I Want a Better Keyboard - ecopoesis
http://miker.org/i-want-a-better-keyboard/

======
jfb
I'm someone else for whom the the CODE keyboard doesn't approach anything like
an improvement over the status quo ante. For me, start with a Kinesis -- the
layout is what I'm used to after a decade, and the hand position is the best
I've ever tried -- built in a hardwood case custom sized to my (large) hands.
I'm sick like unto death of ugly plastic crap; even as I've been using my
Kinesis for a decade, it looks disposable and junky.

I want backlit keycaps. I want it to be 100% re-mappable on the keyboard
itself, and I want a bunch of "blank" keys for extra modifiers (super/hyper)
and macros.
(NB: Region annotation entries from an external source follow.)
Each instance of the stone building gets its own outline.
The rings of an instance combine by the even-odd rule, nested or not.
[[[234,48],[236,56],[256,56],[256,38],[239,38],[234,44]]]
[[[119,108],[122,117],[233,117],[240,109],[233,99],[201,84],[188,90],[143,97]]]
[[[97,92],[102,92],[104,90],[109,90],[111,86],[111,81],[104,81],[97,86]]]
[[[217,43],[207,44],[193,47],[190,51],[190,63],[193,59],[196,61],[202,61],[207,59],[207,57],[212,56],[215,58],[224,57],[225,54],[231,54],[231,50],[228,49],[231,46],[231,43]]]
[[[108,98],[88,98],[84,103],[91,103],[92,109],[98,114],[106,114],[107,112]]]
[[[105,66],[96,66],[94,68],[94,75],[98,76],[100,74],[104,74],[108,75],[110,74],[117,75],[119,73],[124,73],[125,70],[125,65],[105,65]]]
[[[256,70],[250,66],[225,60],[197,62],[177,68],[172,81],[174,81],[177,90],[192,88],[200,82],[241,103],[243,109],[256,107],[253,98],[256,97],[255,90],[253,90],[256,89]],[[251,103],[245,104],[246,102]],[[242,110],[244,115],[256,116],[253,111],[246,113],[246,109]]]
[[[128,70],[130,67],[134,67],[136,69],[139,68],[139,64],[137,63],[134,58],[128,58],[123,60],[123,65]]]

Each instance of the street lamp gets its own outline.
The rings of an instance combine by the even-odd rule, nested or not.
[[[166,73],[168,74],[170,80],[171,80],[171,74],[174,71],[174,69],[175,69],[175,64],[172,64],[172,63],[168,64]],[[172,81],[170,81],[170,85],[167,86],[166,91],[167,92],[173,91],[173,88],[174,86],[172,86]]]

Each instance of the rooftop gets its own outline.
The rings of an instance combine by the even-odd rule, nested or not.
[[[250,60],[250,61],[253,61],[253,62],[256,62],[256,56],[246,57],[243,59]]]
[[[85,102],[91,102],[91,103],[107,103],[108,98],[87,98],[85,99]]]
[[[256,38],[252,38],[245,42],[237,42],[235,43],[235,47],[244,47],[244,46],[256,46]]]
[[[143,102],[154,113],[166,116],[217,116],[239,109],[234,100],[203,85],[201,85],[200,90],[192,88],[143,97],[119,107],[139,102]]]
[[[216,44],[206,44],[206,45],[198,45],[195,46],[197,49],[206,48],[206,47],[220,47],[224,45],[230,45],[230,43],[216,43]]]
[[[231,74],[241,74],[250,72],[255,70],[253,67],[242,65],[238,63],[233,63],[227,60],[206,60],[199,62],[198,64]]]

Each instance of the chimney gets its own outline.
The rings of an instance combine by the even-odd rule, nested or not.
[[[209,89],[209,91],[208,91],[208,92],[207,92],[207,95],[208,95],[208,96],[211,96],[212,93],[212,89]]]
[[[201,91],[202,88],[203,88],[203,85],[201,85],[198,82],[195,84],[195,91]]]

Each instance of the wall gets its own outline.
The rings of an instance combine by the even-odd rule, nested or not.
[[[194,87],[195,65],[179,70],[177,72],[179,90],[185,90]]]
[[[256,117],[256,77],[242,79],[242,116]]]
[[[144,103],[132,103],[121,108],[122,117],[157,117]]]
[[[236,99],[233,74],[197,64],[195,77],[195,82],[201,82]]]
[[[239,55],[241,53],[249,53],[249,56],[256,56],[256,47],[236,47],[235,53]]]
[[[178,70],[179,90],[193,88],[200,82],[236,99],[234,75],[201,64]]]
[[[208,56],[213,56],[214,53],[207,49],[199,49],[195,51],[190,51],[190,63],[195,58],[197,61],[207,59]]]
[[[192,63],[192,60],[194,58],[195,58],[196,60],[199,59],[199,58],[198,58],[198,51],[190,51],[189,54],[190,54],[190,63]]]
I haven't figured out where to put them on the modified Kinesis
layout, but there's space in there, particularly if I can replace the useless
PgUp/Down et al with something I actually use.

I don't particularly care about the keyswitches, but because I want to have a
single keyboard for the duration, I'll need to be able to replace them as they
fail. So let's make that nice and simple.

Connecting to the host should be simple, so a single cable would be good. Of
course, I hate USB, and the HID in particular, so we'll need a better
connector and a less warty driver interface.

And of course, there won't even _be_ a caps-lock key. Attempting to add this
feature will cause the keyboard to explode.